# New name



## Leg cramps (Feb 9, 2009)

Just got my DBA and registered the domain name.
what do you think? 

Bling-n-Things


----------



## Leg cramps (Feb 9, 2009)

My wife and I will be traveling the East coast in our new RV to sell Custom designed exotic lingerie, costumes and accessories to Dancers embellished with Spangles, Rhinestones and Glitter. We also plan on doing festivals along the way.


----------



## api (Nov 22, 2009)

With all due respect: *blingnthingapparel* is way too complicated. Difficult to read and difficult to type in. 

I would search for something better...

Sorry.


----------



## Leg cramps (Feb 9, 2009)

that's just the email. The name of the business is bling-n-thing.


----------



## api (Nov 22, 2009)

OK. What about the website? 

I assumed that it will be www.blingnthingapparel.com


----------



## NoXid (Apr 4, 2011)

Leg cramps said:


> that's just the email. The name of the business is bling-n-thing.


I think it fits your product well, as described.

I see a:
*bling-n-things.com
*parked on GoDaddy, so I assume that is you. That URL is fine. Lots of people don't use dashes in their URL, but in many instances it increases the readability to use them (and avoids undesirable alternate readings). I think it works well in your case.


----------



## api (Nov 22, 2009)

You are right. *Bling-n-things.com* (without the apparel) is much better. IMHO.


----------



## Leg cramps (Feb 9, 2009)

yes bling-n-things is my domain.  I wish I could have got that email too but it was taken.


----------



## ChefScott (Nov 25, 2011)

Leg cramps said:


> yes bling-n-things is my domain.  I wish I could have got that email too but it was taken.

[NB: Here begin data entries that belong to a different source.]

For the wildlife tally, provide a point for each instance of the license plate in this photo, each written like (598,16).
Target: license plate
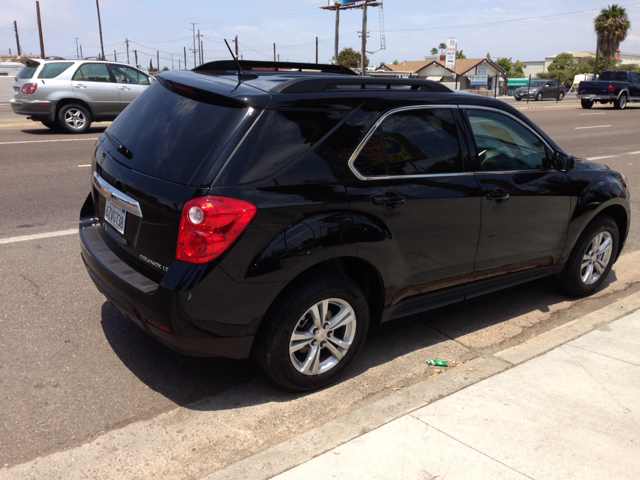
(115,216)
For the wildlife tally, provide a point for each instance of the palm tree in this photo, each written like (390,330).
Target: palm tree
(611,27)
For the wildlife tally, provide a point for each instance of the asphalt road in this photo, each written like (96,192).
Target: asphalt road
(71,367)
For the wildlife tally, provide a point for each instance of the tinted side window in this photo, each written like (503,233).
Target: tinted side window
(93,72)
(52,70)
(503,144)
(422,141)
(129,75)
(276,140)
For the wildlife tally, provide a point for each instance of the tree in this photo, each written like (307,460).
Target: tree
(611,27)
(348,57)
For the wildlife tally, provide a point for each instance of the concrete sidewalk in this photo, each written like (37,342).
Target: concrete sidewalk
(572,412)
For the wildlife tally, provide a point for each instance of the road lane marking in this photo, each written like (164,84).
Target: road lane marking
(47,141)
(613,156)
(38,236)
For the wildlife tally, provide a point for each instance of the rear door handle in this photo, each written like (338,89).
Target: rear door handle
(498,195)
(389,200)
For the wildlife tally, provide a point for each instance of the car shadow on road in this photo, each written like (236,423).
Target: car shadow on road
(195,383)
(45,132)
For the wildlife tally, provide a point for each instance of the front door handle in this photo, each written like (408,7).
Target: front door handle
(498,195)
(389,200)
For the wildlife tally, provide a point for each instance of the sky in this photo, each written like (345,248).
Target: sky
(520,30)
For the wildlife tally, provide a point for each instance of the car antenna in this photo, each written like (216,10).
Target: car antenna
(241,75)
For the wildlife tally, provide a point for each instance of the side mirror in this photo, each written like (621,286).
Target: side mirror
(563,162)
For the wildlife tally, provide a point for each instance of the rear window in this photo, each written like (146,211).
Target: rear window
(614,77)
(28,70)
(169,135)
(52,70)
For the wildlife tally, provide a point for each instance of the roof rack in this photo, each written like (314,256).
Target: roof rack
(335,83)
(229,67)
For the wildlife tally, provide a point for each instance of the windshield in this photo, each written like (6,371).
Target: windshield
(169,136)
(614,76)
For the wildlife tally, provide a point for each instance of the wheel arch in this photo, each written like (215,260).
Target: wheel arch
(360,271)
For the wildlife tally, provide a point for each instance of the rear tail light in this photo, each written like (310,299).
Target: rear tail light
(29,88)
(209,225)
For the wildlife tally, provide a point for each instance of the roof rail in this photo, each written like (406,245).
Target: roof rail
(229,67)
(335,83)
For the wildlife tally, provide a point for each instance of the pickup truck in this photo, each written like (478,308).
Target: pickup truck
(615,86)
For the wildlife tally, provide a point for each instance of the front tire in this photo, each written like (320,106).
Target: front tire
(591,258)
(314,333)
(74,118)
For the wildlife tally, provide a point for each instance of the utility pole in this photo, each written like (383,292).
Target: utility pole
(364,35)
(199,49)
(337,32)
(15,25)
(194,45)
(100,27)
(40,30)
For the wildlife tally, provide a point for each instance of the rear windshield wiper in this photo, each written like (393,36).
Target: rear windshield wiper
(120,148)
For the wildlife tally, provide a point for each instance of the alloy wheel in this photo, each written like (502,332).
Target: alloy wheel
(75,118)
(596,258)
(322,336)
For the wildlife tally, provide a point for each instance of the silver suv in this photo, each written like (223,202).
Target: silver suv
(70,94)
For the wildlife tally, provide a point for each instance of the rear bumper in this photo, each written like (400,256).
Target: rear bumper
(596,98)
(155,307)
(38,109)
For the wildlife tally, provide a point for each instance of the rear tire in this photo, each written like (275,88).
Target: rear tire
(314,333)
(591,258)
(621,103)
(74,118)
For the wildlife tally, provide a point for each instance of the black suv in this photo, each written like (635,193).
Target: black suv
(280,209)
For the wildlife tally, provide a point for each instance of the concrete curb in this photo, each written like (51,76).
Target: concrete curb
(304,447)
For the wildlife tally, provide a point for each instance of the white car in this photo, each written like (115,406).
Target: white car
(70,94)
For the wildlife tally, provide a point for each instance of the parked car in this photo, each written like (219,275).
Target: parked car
(540,89)
(71,94)
(616,87)
(282,212)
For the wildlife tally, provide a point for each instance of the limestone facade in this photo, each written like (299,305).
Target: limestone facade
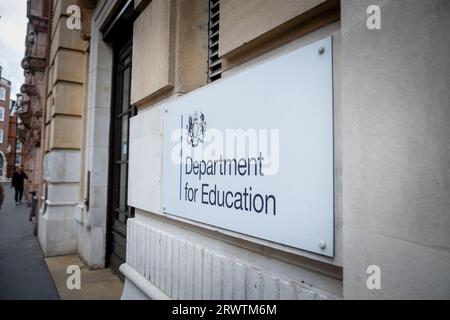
(390,177)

That confuses me a bit. What do you mean that bling-n-things email was taken? On gmail? If you have the domain you should also have e-mail to go with it as well, which should be [email protected].
You should be able to set up multiple e-mail addresses for your domain, i.e. [email protected], [email protected], [email protected], etc. And there should be a default e-mail of [email protected].
A quick look at godaddy shows anywhere from 100 to 1000 email addresses with web site hosting. All of this can be set from your hosting cPanel or whatever godaddy uses.
Hope that helps.


----------



## allamerican-aeoon (Aug 14, 2007)

Domain name will not help to sell anything. We have to let people know the domain name.
Advertising. My is All American Mfg & Supply Co. | Printing equipment and supplies which is not appeal at all but we do quite a lot internet business. Fancy names will not help business. Easy name and advertised name will make $$$$ for us. I like your name. Spend $$$ to let people know. Best Luck!
Cheers! Beers are on me always.


----------



## SHORTDOG (Dec 15, 2014)

Just my opinion and please forgive me if I sound ignorant to your vision but when I first read "Bling-n Things" I got a "Gangster" type thought right off the bat....I think if you are selling Lingere and girly things, "Blingy things" sounds a little more feminine.

But like I said..that's just me.


----------